Heather
I'd rather be outdoors hiking or doing my digital art than... I dunno
even what people do- watch desperate house wives and American idol or something?
I'd rather be inappropriately cold to an event than get caught up and dramatize
it (this annoys people, I've found). I am not afraid to speak the truth to
whomever I feel needs it spoken to them (this also annoys people).
Honestly though, I do wear makeup, have hair to my waist, I hardly have
anything in my closet that isn't dry-clean only, and I'm a hell of a baker, but
I like contrast. I don't think that I need to fit into a mold.
I am an atheist/Taoist, but I get along with old lushes and old church
ladies equally. I try to keep myself to a high standard (of what I think
is important); good health, volunteering, keeping an open mind and being careful
to not trouble others unnecessarily, and working hard.

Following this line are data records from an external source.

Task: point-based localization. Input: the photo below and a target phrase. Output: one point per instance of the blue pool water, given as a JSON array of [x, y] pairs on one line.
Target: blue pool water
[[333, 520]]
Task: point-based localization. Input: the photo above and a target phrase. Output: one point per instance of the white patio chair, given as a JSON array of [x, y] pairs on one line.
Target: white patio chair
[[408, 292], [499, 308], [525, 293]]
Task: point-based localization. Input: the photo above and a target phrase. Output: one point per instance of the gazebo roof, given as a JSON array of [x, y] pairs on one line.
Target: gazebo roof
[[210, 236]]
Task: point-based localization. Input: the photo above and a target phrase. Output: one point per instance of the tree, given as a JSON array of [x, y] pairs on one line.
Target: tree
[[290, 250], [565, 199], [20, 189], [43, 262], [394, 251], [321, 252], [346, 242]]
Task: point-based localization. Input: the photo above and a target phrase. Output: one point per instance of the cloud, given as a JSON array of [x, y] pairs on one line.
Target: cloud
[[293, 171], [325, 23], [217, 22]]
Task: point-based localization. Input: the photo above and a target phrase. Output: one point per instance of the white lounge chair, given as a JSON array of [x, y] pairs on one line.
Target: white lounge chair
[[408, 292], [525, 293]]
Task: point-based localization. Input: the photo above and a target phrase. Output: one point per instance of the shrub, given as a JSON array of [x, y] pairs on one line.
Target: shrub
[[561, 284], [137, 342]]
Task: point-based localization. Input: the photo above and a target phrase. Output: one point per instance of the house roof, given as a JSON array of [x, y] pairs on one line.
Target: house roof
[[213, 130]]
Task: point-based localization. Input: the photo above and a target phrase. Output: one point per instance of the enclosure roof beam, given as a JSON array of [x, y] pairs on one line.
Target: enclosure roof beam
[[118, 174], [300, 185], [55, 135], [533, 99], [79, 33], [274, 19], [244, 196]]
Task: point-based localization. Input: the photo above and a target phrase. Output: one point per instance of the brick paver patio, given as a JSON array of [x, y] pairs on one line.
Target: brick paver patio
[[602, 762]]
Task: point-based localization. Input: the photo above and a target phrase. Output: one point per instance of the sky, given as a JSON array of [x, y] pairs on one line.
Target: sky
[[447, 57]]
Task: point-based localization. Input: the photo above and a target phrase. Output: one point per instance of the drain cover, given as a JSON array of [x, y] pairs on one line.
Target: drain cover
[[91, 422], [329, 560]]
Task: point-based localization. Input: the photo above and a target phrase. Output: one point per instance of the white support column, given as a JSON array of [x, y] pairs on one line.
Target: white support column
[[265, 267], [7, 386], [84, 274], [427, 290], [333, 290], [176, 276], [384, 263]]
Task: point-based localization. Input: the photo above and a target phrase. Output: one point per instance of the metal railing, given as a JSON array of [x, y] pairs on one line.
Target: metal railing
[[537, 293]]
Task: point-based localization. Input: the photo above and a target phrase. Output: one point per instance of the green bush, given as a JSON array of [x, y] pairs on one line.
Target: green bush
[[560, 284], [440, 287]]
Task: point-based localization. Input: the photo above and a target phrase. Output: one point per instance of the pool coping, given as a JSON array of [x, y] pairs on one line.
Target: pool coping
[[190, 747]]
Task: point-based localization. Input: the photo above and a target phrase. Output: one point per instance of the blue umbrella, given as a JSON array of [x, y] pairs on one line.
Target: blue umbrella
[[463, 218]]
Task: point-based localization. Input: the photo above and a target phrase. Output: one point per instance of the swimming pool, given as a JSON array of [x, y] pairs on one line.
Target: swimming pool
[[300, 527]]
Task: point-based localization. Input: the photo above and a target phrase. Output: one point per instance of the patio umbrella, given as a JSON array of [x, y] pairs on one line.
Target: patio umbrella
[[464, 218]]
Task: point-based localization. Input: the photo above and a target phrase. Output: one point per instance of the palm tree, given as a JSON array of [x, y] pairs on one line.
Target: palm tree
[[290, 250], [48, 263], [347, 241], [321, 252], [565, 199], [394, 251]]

But I also love
dirty hard rock and roll, crazy sex, drunken nights, and have a dark and
just plain old twisted sense of humor. I don't judge things as wrong just
because an institution or a law says that it is wrong.
I've never hated anyone ever in my life... I'm not sure I've been in
love either. I think that qualifies as Heartless... people who hate have too big
a heart, just not that good of one.
I don't always focus so much on duality... hell I try not to focus much on
anything, but I guess I'm describing the part of my personality that I've had
the most trouble connecting with people on. Like a "this is how I am"
declaration of independence from defining who I am for anyone. I never want to
define who I am because it is counter-productive to growing and changing.